七月二十四日
昨日は雨だった。しかし海の日でもあった。灰色の空にそれぞれの艦艇が飾った五色の旗は呉の港に華やかな彩を与え、見る人を楽しませた。俺と弟、長哉にとっても最期の満艦飾は確かに感慨深いものであった。日没までは……。日が山の向こうに沈みゆく中、ラッパ君が代を聞きながら全ての旗を取り込んで外して、雨に濡れた旗を干す場所が必要だった。そして選ばれたのが、狭苦しい艦橋の中だった。
「まだ湿ってる」
昨夜から干しっぱなしで、もうお昼も過ぎたというのに艦橋の中は未だに満艦飾の真っ最中だ。
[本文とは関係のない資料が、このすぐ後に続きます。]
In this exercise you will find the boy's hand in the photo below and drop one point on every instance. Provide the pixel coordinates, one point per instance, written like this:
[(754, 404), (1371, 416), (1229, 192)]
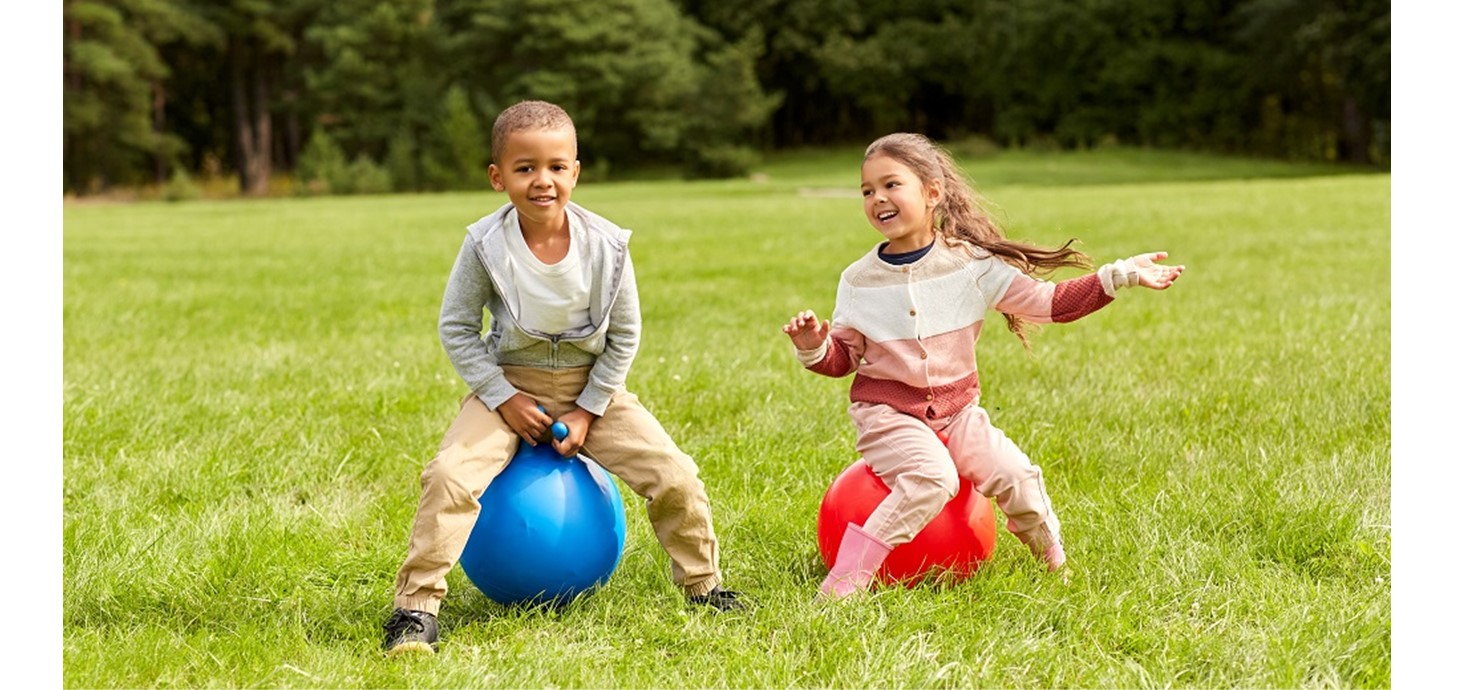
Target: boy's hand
[(1154, 274), (523, 415), (578, 420), (806, 330)]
その中の『3』の旗をつまみ少し揺らすと狭い艦橋の中で湿った空気が動く。艇長の席に座って寛ごうにもこうも湿っていては座る気にもなれない。ふと前を見れば旋回窓の向こう、雨に滲んだ呉総監が見える。この特等席からあの赤レンガが見られるのもあと一週間とちょっとだ。再来週の月曜日には三年間もやいをかけたこのバースを離れて、Fバースへと移動するのだ。そうして最低限の物を残し、使える全ての物を他の艦艇に譲ったり付け替えたりする。
「カビさせたら悪いもんな」
パンパンと旗を叩くと俺が触ってついた皺が少し伸びる。誰もいない艦橋に響く湿った布の音。それがとてつもなく寂しく感じられた。